Through his books and landmark decisions, he made eloquent contributions to the development of the law in Nigeria. During the Founders’ Day Lecture of the Nigerian Institute of Advanced Legal Studies (NIALS) in Abuja, he said: “The National Assembly should not consider itself more powerful than the people of Nigeria, because the people are the custodians of the law.” Also, he once said: “The position that judges take in cases before them at the Supreme Court in the course of interpretation is what we should abide by whether rightly or wrongly. Judges may not be right all the time, but we must continue to respect them otherwise there will be lawlessness in the society.”
Timothy Akinola Aguda (June 10, 1923 – September 5, 2001) was Nigerian jurist of note and former Chief Justice of Botswana. Prior to becoming Chief Justice, he was a lawyer and a High Court Judge in Nigeria’s Western Region. He was the first indigenous African to head the position of Chief Justice in Botswana. Throughout his legal career, he was known as a cerebral jurist and lawyer, who embraced radicalism especially during period of military rule in Nigeria. It is believed this may have resulted in his exclusion as a member of the Supreme Court of Nigeria.

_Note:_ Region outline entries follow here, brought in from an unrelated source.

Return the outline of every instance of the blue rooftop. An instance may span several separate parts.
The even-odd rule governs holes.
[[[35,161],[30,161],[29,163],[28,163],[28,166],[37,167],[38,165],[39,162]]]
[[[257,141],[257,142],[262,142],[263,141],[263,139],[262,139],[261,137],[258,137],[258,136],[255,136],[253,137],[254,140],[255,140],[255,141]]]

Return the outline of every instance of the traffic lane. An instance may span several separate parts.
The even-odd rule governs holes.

Atanda Fatai Williams, SAN CFR, CON, GCFR (22 October 1918 – 10 April 2002) was renowned as Jurist who also served as Chief Justice of Nigeria. In his ‘Tragedy of Assumptions’, he said: “Very little was known by most of us about the theory of Federalism at the time. They were always quoting it at every constitutional conference. It may well be that if we knew more about the theory at the time, we would have emerged in our effort to provide our people with a federal constitution that took account all the peculiar circumstances of our country and our people.
When things began to fall apart, those of us in the know quickly realized that ours was the tragedy of assumptions. We assumed everybody, both federal and regional governments, the opposition, the electorate, the courts, the civil servants, the generality of the people and even the boy academician would play the game according to the generally accepted rules.”